First of all, special kudos has to go to Madison-Bouckville Promotions and all of the members of the Madison-Bouckville Antique Dealers Association. The group came together following the announcement of the sale of the Jock Hengst field and determined that the antiques show would continue, and not only continue, but be better than before. In this effort they succeeded beyond expectations. Each field attracted more vendors than in previous years and the arrangement of spaces for the vendors certainly led to easy viewing of merchandise and quick purchases.
Let’s take a moment to reflect on some of the unique changes at this year’s show:
n The greater variety of vendors on the fields.
n A shuttle bus to carry buyers from field to field.
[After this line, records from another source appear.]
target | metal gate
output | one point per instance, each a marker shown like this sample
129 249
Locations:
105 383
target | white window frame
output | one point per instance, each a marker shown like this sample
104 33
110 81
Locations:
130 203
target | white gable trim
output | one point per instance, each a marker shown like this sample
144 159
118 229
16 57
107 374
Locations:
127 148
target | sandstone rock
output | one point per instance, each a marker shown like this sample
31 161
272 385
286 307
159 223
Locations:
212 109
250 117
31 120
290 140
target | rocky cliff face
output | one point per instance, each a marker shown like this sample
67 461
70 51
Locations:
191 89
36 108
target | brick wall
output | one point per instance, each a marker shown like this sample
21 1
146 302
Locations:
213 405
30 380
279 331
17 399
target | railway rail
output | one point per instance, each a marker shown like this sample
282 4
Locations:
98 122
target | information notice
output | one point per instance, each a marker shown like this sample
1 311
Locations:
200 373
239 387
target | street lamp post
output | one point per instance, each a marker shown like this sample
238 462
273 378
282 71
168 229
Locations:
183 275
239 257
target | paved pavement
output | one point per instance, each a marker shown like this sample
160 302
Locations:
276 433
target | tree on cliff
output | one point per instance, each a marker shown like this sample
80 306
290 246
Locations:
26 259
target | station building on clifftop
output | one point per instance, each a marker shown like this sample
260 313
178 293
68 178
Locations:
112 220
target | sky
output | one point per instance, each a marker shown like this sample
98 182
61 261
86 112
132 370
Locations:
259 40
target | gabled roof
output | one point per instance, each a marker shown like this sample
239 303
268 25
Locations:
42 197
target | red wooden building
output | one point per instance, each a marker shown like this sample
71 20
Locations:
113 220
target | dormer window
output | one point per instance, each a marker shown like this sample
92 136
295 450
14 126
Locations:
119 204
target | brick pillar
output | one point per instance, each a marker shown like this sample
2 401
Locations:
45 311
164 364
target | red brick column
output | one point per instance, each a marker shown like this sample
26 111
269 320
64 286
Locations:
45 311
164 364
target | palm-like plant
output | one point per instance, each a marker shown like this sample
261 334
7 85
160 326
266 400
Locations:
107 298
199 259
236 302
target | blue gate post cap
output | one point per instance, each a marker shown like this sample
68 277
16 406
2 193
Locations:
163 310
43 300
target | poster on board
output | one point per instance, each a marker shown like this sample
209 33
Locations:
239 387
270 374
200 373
n The food items covered the complete gamut of tastes.
n Nice N Easy Grocery Shoppes became a corporate sponsor of the show.
n The way that the local antique dealers, businesses and home owners came together to insure a successful show.
From many discussions held during the week of the show with owners, vendors and patrons, allow me to share some of their thoughts.
n The organization of the show was superb. This statement was echoed by many dealers along the length of Rt. 20. Adequate space was provided to display their merchandise and the owners of the fields were extremely polite and attentive to their needs.
n Parking venues were in abundance and always available. Patrons had the choice of parking lots where you were charged a fee or lots where parking was free.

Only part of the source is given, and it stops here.